All’inizio del 2020, per gli appassionati di serie in lingua russa, è stato un anno memorabile. È stato pubblicato il detective criminale in 16 episodi «Il furgone verde: una storia completamente diversa». Il regista Sergey Krutin ha mostrato ai compatrioti una serie spettacolare. La particolarità del film è che è il seguito del film «Il furgone verde», uscito nel lontano 1959.
Il furgone verde: una storia completamente diversa – trama
La storia inizia nella Odessa post-bellica (1946). La città è infestata da bande, e la polizia ha bisogno di nuovi agenti. Per caso, il protagonista Vladimir Patrikeev entra nel servizio di investigazione criminale. Il combattente contro il crimine incontra il suo vecchio team, in cui il giovane Vova combatteva contro i contrabbandieri e i saccheggiatori di proprietà statale.
Parallelamente, si sviluppa un’altra trama. Un alto funzionario (dell’MGB) pianifica di rubare 500 chilogrammi di oro allo stato. Tutte le strade portano a Odessa. Sembrerebbero due storie separate, ma il protagonista si troverà a dover risolvere intricati casi e punire tutti i criminali.
Capolavoro russo: interpretazione degli attori
Dmitry Kharatyán è un attore eccezionale. In qualsiasi film reciti, riesce sempre a entrare nel ruolo. Nel serial sono presenti attori abbastanza noti, che fanno credere allo spettatore ciò che accade. Fin dalla prima puntata, il film coinvolge così tanto che si desidera scoprire subito il finale.
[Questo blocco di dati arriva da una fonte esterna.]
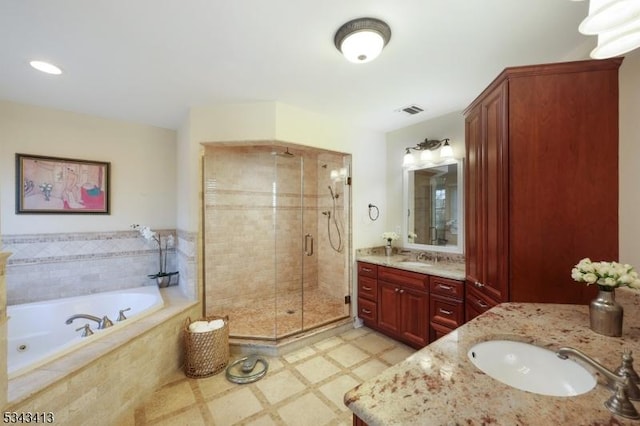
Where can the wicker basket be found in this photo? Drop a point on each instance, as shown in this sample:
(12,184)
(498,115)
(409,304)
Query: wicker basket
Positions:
(206,353)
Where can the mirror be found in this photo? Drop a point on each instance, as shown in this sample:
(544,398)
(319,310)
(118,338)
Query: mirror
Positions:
(433,198)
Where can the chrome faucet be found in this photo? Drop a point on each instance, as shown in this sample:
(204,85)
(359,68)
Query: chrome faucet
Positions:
(619,402)
(105,322)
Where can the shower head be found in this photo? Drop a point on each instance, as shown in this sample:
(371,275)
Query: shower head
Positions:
(285,154)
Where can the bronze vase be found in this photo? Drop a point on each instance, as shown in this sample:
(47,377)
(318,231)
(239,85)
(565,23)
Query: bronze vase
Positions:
(605,314)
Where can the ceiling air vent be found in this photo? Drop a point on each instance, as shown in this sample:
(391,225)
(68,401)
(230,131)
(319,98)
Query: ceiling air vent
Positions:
(411,109)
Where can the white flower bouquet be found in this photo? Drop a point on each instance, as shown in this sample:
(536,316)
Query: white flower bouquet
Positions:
(390,236)
(607,275)
(149,235)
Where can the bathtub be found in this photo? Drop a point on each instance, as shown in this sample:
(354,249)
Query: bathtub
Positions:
(37,332)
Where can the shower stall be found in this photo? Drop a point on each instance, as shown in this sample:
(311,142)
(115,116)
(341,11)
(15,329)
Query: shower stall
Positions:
(276,238)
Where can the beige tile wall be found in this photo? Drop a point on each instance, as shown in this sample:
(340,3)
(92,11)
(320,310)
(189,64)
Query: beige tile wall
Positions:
(253,224)
(3,331)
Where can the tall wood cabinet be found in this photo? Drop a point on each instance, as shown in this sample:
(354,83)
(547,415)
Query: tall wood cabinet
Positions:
(541,182)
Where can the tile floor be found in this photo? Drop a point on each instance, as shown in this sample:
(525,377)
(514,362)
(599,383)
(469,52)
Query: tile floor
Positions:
(304,387)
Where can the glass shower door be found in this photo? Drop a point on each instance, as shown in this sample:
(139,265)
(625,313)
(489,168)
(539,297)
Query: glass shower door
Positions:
(290,242)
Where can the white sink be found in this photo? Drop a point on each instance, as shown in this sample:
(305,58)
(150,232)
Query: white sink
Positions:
(418,264)
(531,368)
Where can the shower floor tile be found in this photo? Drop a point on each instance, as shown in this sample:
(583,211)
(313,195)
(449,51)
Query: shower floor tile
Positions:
(284,315)
(302,389)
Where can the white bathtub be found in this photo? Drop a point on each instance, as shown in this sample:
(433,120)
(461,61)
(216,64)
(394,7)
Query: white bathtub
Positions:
(37,332)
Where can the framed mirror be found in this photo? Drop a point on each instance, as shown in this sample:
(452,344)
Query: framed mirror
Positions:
(433,204)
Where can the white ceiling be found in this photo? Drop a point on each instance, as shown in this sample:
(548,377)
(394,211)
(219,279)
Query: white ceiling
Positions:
(149,61)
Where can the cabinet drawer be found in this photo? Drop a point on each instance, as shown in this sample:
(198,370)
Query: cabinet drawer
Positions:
(367,310)
(446,287)
(368,288)
(447,312)
(437,331)
(402,277)
(476,303)
(367,270)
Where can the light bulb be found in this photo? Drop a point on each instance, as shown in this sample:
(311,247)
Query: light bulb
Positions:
(408,159)
(362,46)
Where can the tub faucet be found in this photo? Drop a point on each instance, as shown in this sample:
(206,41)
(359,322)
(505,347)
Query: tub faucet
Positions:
(105,322)
(619,402)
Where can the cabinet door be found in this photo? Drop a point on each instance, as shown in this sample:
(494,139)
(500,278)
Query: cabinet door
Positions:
(414,317)
(388,306)
(486,185)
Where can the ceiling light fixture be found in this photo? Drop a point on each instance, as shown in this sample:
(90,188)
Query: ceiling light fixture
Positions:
(617,25)
(361,40)
(426,148)
(46,67)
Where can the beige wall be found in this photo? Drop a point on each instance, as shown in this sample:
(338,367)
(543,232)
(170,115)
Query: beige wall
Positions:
(629,156)
(143,167)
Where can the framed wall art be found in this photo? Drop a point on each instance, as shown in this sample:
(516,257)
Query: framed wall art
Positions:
(61,185)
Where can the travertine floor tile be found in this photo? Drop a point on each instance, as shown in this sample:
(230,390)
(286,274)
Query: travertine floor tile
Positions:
(317,369)
(308,410)
(335,390)
(234,407)
(305,387)
(347,355)
(397,354)
(169,399)
(191,417)
(373,343)
(280,386)
(370,369)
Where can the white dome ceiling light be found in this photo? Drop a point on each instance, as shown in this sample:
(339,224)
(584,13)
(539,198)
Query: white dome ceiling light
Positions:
(361,40)
(46,67)
(617,25)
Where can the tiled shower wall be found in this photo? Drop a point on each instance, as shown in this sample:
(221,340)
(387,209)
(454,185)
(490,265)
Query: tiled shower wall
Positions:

È rassicurante che nello spettacolo lo spettatore veda subito i personaggi positivi e negativi. Non ci sono segreti né supposizioni. Tutti i personaggi sono sullo stesso «piatto». Guardare diventa ancora più interessante. Lo spettatore, insieme ai protagonisti, cerca indizi e tenta di costruire la propria catena di eventi. Come smascherare i banditi.
Nuovo «Il furgone verde»: critica
Gli amanti dei detective russi hanno accolto con entusiasmo la serie «Il furgone verde: una storia completamente diversa». Odessa del 1946 è rappresentata splendidamente sullo schermo. Il film può essere considerato un classico come «Leningrado-46» e «Liquidation». Sparatorie, amore, «spie» nel Ministero dell’Interno e umorismo odessiano autentico. La serie si guarda con leggerezza.
Ci sono anche detrattori del film. Spesso, secondo i forum, si tratta di giovani che hanno visto «GardeMarini» da bambini. Invece di immergersi nella trama, i «fan» si sono dedicati alla ricerca di errori cinematografici nel film. A qualcuno non è piaciuto il motore perfettamente pulito del protagonista. A altri, il cablaggio sugli isolatori di PVC bianco (all’epoca si usava solo isolamento nero). In realtà, si possono trovare difetti in qualsiasi film. È un peccato che ci siano persone incapaci di immergersi nella trama delle serie. Ma si può risolvere con l’età.